Deep Impressions

by Gabriel Ling . 5 January 2013



I have always wanted to experience going on a missions trip, as it would entail experiencing a new culture as well as impacting the lives of others. However, a reluctance to step out of my comfort zone has always prevented me from acting on this desire. It was therefore probably God’s timing that, having just finished my second year studying in Australia and experienced living outside my comfort zone, I had the opportunity to be a short term volunteer with Evangel Tokyo. Despite the short notice and my reservations about not understanding the Japanese language, I felt the peace of God in my heart and decided to go.


In this short span of two weeks, I have learnt so much about Japanese culture and the work that God is doing there. In particular, three episodes have really left a deep impression in my heart and best epitomise the lessons I have learnt from this trip.


Once a month, Pastor Mingtian will drive over to Minato Mirai, in Yokohama, to share to the homeless in Pastor Funatsu’s church. In Japan, the homeless are the outcasts of society and considered nuisances. Many of them have lost hope of ever making it back in life. However, it is often only in the darkest pits that men are willing to reach out to God, and God is certainly doing a work through this church. In between having to song lead alongside Pastors Mingtian and Joanne (in Japanese no less!), setting up the necessary equipment and appeasing an extremely energetic Ezra, it was really humbling to see over a hundred homeless men worshipping and listening to God’s Word. Despite hearing stories about how it might be dangerous to mix around with them, several were friendly and helpful, greeting me with a smile and assisting in tidying up the room after the service was over. Pastor Mingtian shared a powerful message about the meaning of Christmas, which I hope touched the hearts of the homeless as much as it did mine. Although society and family might have given up on them, I am sure that God has not, and that He has a plan for each and every one of them.

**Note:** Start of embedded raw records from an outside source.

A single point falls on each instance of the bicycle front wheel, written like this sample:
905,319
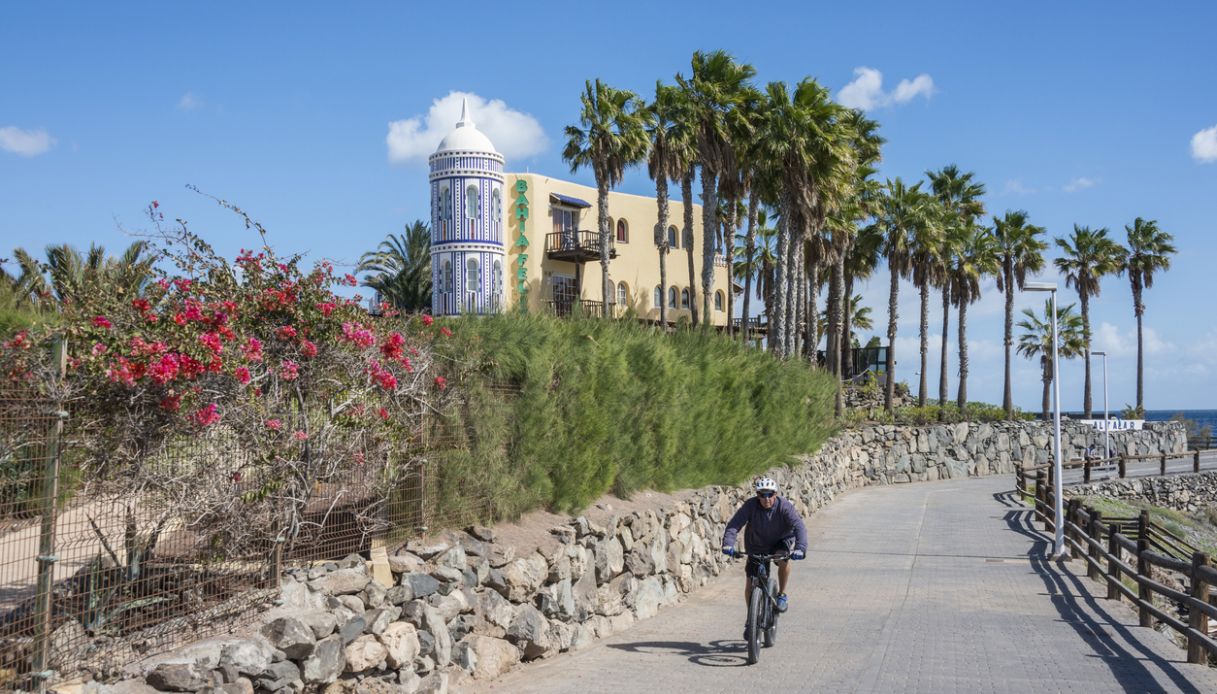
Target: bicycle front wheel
756,604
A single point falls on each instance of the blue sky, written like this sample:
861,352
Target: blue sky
1076,112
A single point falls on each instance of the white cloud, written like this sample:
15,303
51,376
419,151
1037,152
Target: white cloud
1080,183
1204,145
867,90
189,101
515,134
24,143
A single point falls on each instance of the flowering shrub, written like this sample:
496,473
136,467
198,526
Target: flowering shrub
259,357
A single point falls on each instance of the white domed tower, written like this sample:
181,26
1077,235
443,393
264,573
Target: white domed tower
466,223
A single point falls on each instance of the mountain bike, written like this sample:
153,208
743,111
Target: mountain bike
763,605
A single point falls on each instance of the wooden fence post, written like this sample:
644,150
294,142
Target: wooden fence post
1095,533
1198,620
1143,569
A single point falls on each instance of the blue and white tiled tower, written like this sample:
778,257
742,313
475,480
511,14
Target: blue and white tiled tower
466,223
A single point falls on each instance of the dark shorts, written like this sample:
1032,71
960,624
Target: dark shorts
752,565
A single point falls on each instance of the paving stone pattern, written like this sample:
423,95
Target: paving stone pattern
927,587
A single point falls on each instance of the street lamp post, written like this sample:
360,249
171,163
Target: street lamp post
1106,415
1059,510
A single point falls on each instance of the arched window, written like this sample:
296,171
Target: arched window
472,206
472,276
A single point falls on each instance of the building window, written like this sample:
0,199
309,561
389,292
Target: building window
472,276
471,202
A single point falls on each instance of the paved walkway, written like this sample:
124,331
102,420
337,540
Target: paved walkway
935,587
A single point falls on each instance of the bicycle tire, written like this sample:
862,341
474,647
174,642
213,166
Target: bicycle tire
755,606
770,632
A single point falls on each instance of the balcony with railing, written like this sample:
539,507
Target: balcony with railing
576,246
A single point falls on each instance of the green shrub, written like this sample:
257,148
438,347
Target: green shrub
596,406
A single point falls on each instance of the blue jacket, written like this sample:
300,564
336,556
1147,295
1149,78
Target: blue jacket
767,529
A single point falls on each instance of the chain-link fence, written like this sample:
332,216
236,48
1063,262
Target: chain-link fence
97,572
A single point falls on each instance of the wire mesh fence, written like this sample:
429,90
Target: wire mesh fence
97,571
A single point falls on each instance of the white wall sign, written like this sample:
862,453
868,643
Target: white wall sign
1115,424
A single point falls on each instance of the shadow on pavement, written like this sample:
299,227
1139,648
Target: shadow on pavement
1114,643
714,654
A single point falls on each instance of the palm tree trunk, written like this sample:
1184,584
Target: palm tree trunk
1086,330
686,239
1139,309
942,369
661,240
603,219
1007,396
708,229
962,397
729,242
750,247
892,296
925,341
778,319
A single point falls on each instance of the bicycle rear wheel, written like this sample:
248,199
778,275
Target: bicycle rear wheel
756,604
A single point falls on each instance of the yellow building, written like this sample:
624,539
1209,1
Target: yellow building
502,240
562,252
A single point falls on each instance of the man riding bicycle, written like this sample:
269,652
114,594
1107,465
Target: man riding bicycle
773,525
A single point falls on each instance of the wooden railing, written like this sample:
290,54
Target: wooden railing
1147,554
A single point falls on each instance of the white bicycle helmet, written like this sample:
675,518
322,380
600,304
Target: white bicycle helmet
764,485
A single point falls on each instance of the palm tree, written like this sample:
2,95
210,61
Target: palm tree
929,268
1149,251
962,197
1089,256
717,95
401,268
976,258
1037,340
902,210
1021,251
611,138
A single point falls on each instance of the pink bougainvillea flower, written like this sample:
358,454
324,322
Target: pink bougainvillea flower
206,415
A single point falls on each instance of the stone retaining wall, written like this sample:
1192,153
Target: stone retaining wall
464,606
1190,493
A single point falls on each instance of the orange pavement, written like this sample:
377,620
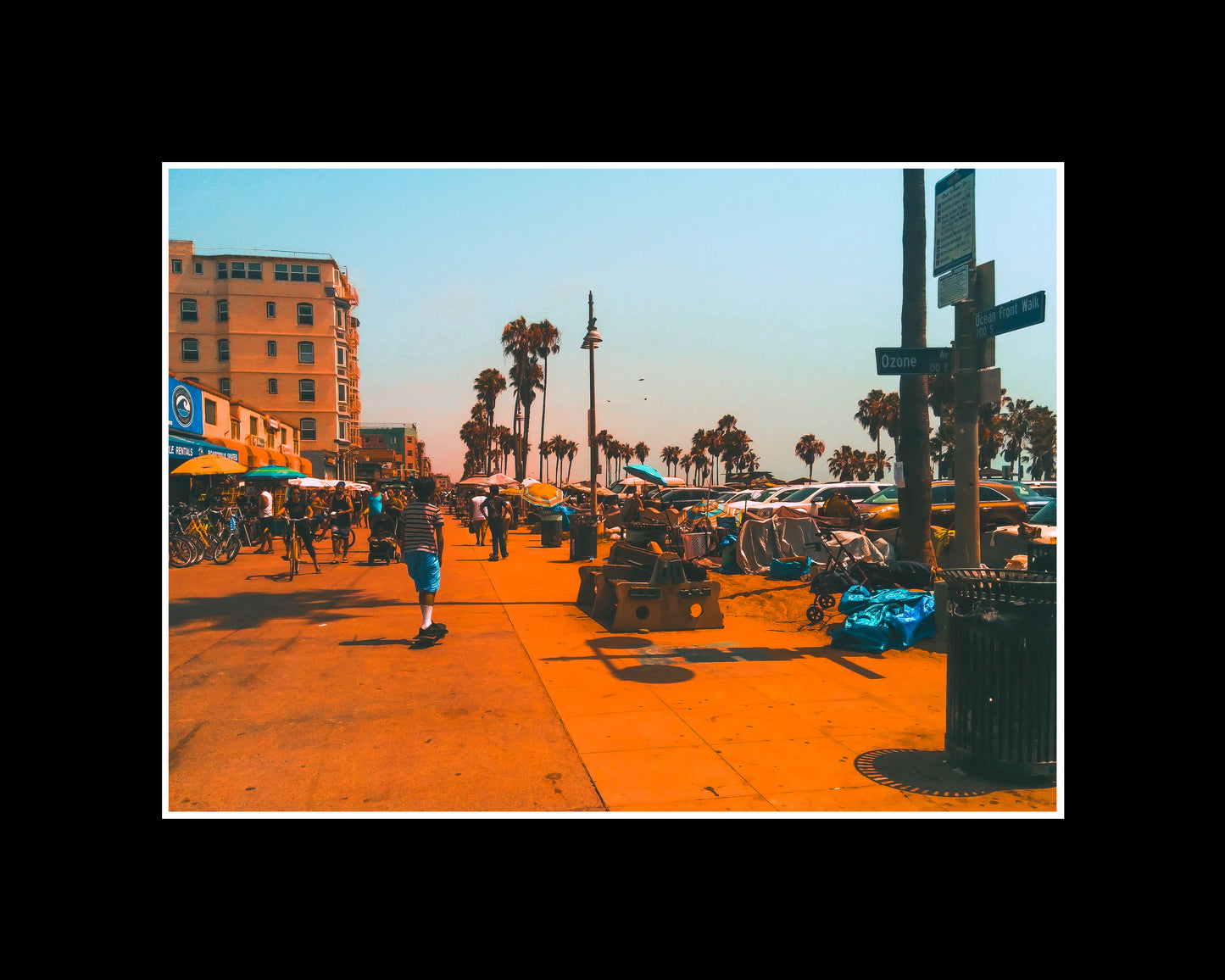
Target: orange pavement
306,697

One afternoon, Pastor Mingtian and I cycled about half an hour to Shinjuku Park to distribute goodie bags containing a packet of biscuits, a packet of heat pack, as well as a pamphlet about Jesus and Christianity. When we arrived at the park, I found one area to be distinctly different from the rest. While the majority of the park was really nice, clean and presentable, there was an area where there were many tents set up, and cardboard boxes and clothes stacked on trolleys. These were where the homeless camped out, and it was a sight that one would never expect to see in Singapore. One thing that especially struck me was how they had to brave the cold winter nights with nothing but a piece of canvas over their heads. During the period that I was there, the temperature would go down to 2-3 degrees Celsius at night, and it was only going to get colder as winter progressed in the coming weeks. I could not imagine how it must be like for these people to sleep without the heater and shivering under the blanket. Handing them heat packs was certainly the least that we could do to help alleviate their situation. Another thing that struck me was the sincerity and gratitude that they showed when we passed them the goodie bags. While it was just a small token, I could see in their eyes that they were truly thankful and appreciative. Often, we are blessed so abundantly that we take many things for granted. I guess that it is only when we have nothing that we will truly appreciate the simpler things in life.


On the penultimate day of my stay in Japan, we held a small Christmas event for the families of Ezra’s classmates that Pastor Joanne had invited. Due to some last minute circumstances, only one family was able to make it. However, it was arguably a blessing in disguise, as we were able to have really good fellowship over lunch. We prepared local favourites such as fried bee hoon, chicken curry as well as kaya toast, which thankfully were well received by our guests. Even the kids were enjoying themselves – Ezra was extremely excited when he saw that his classmate had come to visit, and they were soon engrossed in playing toys, watching DVDs, and even dancing together! Before we knew it, a few hours had passed, and they had to leave, but with new friendships formed, old friendships strengthened, and promises of future gatherings. Through gatherings such as this, Evangel Tokyo has reached out and created friendships with many families and young adults. I believe that when our Japanese friends see the genuineness behind our actions, they will see a difference in our lives, and eventually get to find out and experience for themselves the reason for this difference – having Jesus Christ in our hearts.


This experience has left an indelible impression in my heart, opening my eyes to the needs of the Japanese as well as the work that God is doing there. In a nation steeped with tradition and custom, I have also learnt so much about their culture, and made many new friends.